Provisioning Servers also exchange configuration information with the Provisioning Services database. Provisioning Server configuration options are available to ensure high availability and load balancing of target device connections.
vDisks exist as disk image files on a Provisioning Server or on a shared storage device. A vDisk consists of a .vhdx base image file, any associated properties files (.pvp), and if applicable, a chain of referenced VHD differencing disks (.avhdx).
vDisks are assigned to target devices. Target devices boot from and stream software from an assigned vDisk image.
vDisk pools are the collection of all vDisks available to a site. There is only one vDisk pool per site.
vDisk update management
The vDisk Update Management feature is used to configure the automation of vDisk updates using virtual machines. Automated vDisk updates can occur on a scheduled basis, or can be invoked directly from the Console. This feature supports updates detected and delivered from Electronic Software Delivery (ESD) servers, Windows updates, or other pushed updates.
vDisk images are configured for Private Image mode or Standard Image mode.

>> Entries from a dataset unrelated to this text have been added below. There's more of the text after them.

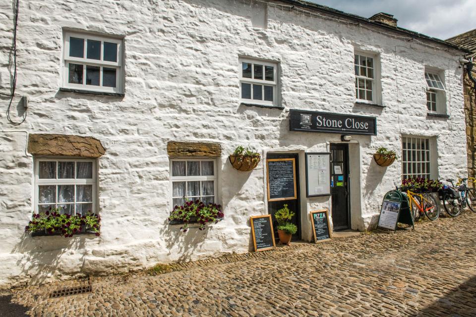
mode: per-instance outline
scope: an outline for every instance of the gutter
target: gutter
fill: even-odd
[[[338,16],[346,18],[347,19],[350,19],[354,21],[363,22],[366,24],[369,24],[370,25],[373,25],[374,26],[377,26],[379,28],[385,29],[386,30],[389,30],[390,31],[393,31],[393,32],[396,32],[397,33],[405,34],[406,35],[409,35],[414,37],[417,38],[419,39],[421,39],[425,40],[426,41],[429,41],[430,42],[432,42],[433,43],[437,43],[438,44],[444,45],[446,47],[448,47],[456,50],[457,51],[460,51],[464,52],[467,53],[473,53],[471,51],[467,50],[464,48],[458,46],[457,45],[454,45],[451,43],[449,43],[447,42],[445,42],[442,40],[440,40],[439,39],[436,39],[435,38],[432,38],[429,37],[424,34],[421,34],[421,33],[418,33],[413,31],[410,31],[409,30],[407,30],[406,29],[404,29],[400,27],[393,27],[389,25],[385,24],[384,23],[382,23],[380,22],[376,22],[375,21],[372,21],[366,18],[364,18],[359,15],[357,15],[356,14],[352,14],[350,13],[346,13],[346,12],[340,11],[339,10],[336,10],[335,9],[333,9],[332,8],[329,7],[328,6],[325,6],[324,5],[321,5],[320,4],[316,4],[307,1],[303,1],[302,0],[279,0],[280,2],[283,2],[290,4],[292,4],[295,6],[299,6],[306,9],[310,9],[312,10],[319,11],[322,12],[329,13],[330,14],[333,14],[334,15],[337,15]]]

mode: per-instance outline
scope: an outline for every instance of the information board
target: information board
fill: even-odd
[[[398,222],[413,226],[413,217],[407,195],[398,190],[391,190],[383,197],[377,227],[397,230]]]
[[[306,153],[306,197],[331,195],[330,166],[330,153]]]
[[[329,222],[329,213],[327,209],[317,210],[309,213],[312,223],[312,232],[316,243],[330,240],[330,224]]]
[[[266,160],[268,170],[268,201],[296,199],[295,158]]]
[[[250,222],[255,252],[274,249],[276,245],[271,215],[253,216],[250,218]]]

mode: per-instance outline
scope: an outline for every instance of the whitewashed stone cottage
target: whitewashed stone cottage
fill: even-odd
[[[467,52],[390,15],[297,0],[18,8],[15,32],[15,8],[0,4],[2,286],[247,252],[249,217],[284,203],[298,238],[311,240],[309,212],[323,208],[334,229],[363,230],[403,176],[466,172]],[[261,156],[251,172],[229,162],[239,145]],[[373,159],[380,147],[398,154],[387,168]],[[331,192],[309,194],[322,189],[306,189],[305,154],[331,152]],[[266,160],[283,158],[295,158],[297,197],[269,202]],[[168,217],[196,198],[225,218],[183,233]],[[99,213],[101,236],[25,233],[51,206]]]

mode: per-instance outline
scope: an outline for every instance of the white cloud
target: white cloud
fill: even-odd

Consider the following when using vDisk images:
- In Private Image mode, a vDisk image can be used as a single device supporting read/write characteristics.
- In Standard Image mode, a vDisk image can be used by multiple devices, but is read-only when using various caching options.

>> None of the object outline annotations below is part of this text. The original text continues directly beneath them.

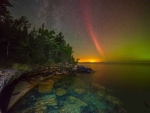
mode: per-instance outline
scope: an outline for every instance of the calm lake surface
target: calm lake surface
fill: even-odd
[[[150,113],[150,64],[80,65],[92,68],[91,80],[112,89],[128,113]]]

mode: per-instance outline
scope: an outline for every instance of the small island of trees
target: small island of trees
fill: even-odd
[[[68,62],[77,63],[73,48],[64,40],[63,34],[48,30],[44,23],[31,28],[25,16],[14,19],[7,7],[8,0],[0,1],[0,62],[1,64],[49,65]]]

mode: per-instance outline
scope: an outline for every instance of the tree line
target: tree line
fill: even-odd
[[[31,29],[25,16],[14,19],[7,7],[13,7],[8,0],[0,1],[0,61],[51,64],[76,63],[73,48],[66,43],[63,34],[48,30],[44,24]]]

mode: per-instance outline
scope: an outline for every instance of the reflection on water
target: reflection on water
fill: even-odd
[[[96,72],[93,80],[111,89],[150,91],[150,64],[81,64]]]
[[[92,80],[110,88],[128,113],[150,113],[150,64],[81,64],[96,72]],[[148,106],[147,106],[148,105]]]
[[[27,94],[12,113],[125,113],[111,90],[89,82],[90,75],[47,80]],[[52,81],[57,81],[54,83]]]

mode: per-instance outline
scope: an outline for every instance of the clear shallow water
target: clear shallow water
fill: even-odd
[[[128,113],[150,113],[149,63],[81,65],[96,71],[91,80],[112,89]]]
[[[66,77],[56,82],[50,93],[41,94],[36,88],[12,112],[32,113],[35,108],[42,108],[49,113],[123,113],[120,107],[123,102],[127,113],[150,113],[149,64],[81,65],[92,68],[95,73]],[[97,89],[91,83],[103,85],[113,92]],[[67,92],[58,96],[59,88]]]
[[[110,95],[111,91],[90,83],[89,80],[90,75],[69,75],[55,82],[51,92],[41,93],[37,87],[22,98],[10,112],[124,113],[122,102]]]

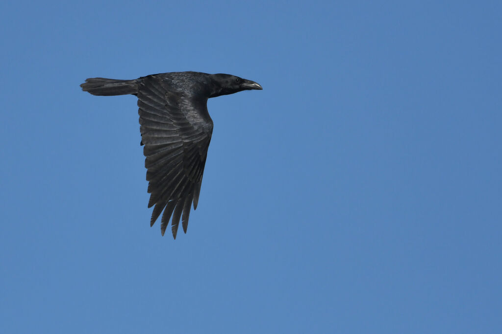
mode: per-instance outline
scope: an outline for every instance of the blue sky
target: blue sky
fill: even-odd
[[[502,332],[501,12],[4,2],[0,332]],[[264,90],[209,100],[173,240],[135,98],[79,85],[180,71]]]

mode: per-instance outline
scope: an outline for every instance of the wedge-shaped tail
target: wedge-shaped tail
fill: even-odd
[[[82,90],[93,95],[110,96],[138,93],[138,80],[118,80],[105,78],[91,78],[86,79],[80,85]]]

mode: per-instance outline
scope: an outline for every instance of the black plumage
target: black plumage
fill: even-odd
[[[197,208],[213,122],[207,99],[246,90],[262,89],[258,84],[228,74],[172,72],[133,80],[88,79],[80,85],[94,95],[133,94],[138,97],[141,144],[148,207],[154,206],[151,226],[162,214],[164,235],[171,217],[176,238],[180,220],[185,233],[193,203]]]

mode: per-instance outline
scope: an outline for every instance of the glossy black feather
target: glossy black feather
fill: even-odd
[[[80,86],[95,95],[138,97],[148,207],[155,206],[151,225],[163,211],[163,235],[171,217],[173,237],[180,219],[186,233],[192,204],[195,209],[198,203],[213,130],[207,99],[261,86],[234,76],[198,72],[163,73],[134,80],[95,78]]]

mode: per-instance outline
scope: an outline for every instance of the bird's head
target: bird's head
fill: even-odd
[[[209,97],[233,94],[234,93],[251,89],[262,90],[263,88],[254,81],[229,74],[212,74],[211,78],[217,87],[216,91]]]

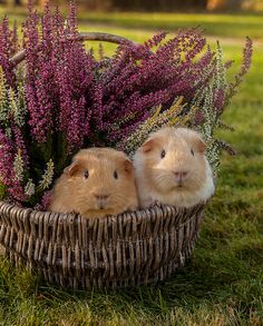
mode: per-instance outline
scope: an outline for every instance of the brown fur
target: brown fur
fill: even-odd
[[[137,206],[134,167],[127,156],[110,148],[90,148],[80,150],[57,180],[49,209],[104,217],[136,210]]]
[[[208,199],[214,184],[205,149],[201,135],[189,129],[163,128],[152,134],[134,157],[140,207],[155,201],[189,207]],[[179,179],[176,174],[186,176]]]

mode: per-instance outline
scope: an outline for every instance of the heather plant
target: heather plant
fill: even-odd
[[[132,155],[163,126],[199,130],[216,174],[222,148],[215,137],[224,108],[251,63],[227,82],[230,62],[197,29],[162,32],[144,45],[121,43],[99,59],[78,39],[76,6],[65,21],[47,2],[40,17],[29,1],[21,41],[7,18],[0,24],[0,196],[17,205],[47,207],[53,180],[87,146],[110,146]],[[25,48],[25,62],[10,58]],[[21,70],[22,69],[22,70]],[[25,71],[21,73],[21,71]]]

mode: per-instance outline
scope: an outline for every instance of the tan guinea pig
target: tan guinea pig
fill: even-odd
[[[140,207],[156,201],[191,207],[208,199],[215,187],[205,149],[201,135],[189,129],[152,134],[134,156]]]
[[[133,162],[110,148],[80,150],[51,194],[49,210],[84,217],[117,215],[138,207]]]

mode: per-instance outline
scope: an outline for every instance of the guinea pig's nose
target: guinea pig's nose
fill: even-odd
[[[103,195],[94,194],[94,197],[95,197],[97,200],[107,200],[107,199],[109,198],[109,195],[106,195],[106,194],[103,194]]]
[[[174,171],[176,179],[185,179],[188,175],[188,171]]]

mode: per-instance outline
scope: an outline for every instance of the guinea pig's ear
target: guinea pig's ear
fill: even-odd
[[[74,161],[70,166],[64,169],[65,175],[74,176],[80,168],[79,161]]]
[[[140,147],[140,149],[143,152],[148,152],[155,147],[155,145],[156,145],[156,140],[152,138],[149,140],[146,140]]]
[[[124,160],[124,170],[127,174],[132,174],[134,171],[134,165],[133,165],[132,160],[129,160],[128,158],[126,158]]]

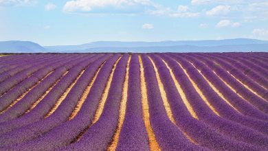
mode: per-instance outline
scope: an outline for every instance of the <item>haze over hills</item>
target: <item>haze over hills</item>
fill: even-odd
[[[42,47],[29,41],[0,42],[0,52],[230,52],[268,51],[268,41],[236,38],[159,42],[97,41]]]
[[[45,52],[47,49],[31,41],[0,41],[0,52]]]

Any updates to a vDisk base image can be captured in a versioned differencing disk, leaving the original base disk image unchanged.
Each time a vDisk is updated, a new version of the VHDX differencing disk can be created and the file name is numerically incremented, as shown in the following table:
|vDisk image||VHDX Filename|
Booting a vDisk
The following image shows the method used to locate and boot from a vDisk on a server share:
The preceding image illustrates the following steps:
- The target device begins the boot process by communicating with a Provisioning Server and acquiring a license.
- The Provisioning Server checks the vDisk pool for vDisk information, which includes identifying the Provisioning Server(s) that can provide the vDisk to the target device and the path information that server should use to get to the vDisk. In this example, the vDisk shows that only one Provisioning Server in this site can provide the target device with the vDisk and that the vDisk physically resides on the Finance Server (shared storage at the farm level).
- The Provisioning Server locates the vDisk on Finance Server, then streams that vDisk, on demand, to the target device.
The following examples provide information about how Provisioning Services uses vDisk images.
The physical vDisk for Windows 10 resides on a Provisioning Server local to a site. The logical name that is given to this physical location is the store.
Store name (logical name): bostonwin10
Physical path to the vDisk is: C:\vDisks\
The physical vDisk for Windows 10 resides on a network share (FinanceVdisks) at the farm level.
Store name (logical name): financevdisks
Physical path to the vDisk for all Provisioning Servers in the farm is: \financeserver\financevdisks\
Device collections are logical groups of target devices. A target device is a device, such as a desktop computer or a server, that boots and gets software from a vDisk on the network. A device collection could represent a physical location, a subnet range, or a logical grouping of target devices. Creating device collections simplifies device management by enabling you to perform actions at the collection level rather than at the target-device level.
Views allow you to quickly manage a group of target devices. Views are typically created according to business needs. For example, a view can represent a physical location, such as a building, or a user type. A target device can be a member of any number of views, although it can be a member of only one device collection.
Views are represented in the Console as follows:
Farm views can include any target device that exists in the farm. Site views can include only target devices that exist within a site.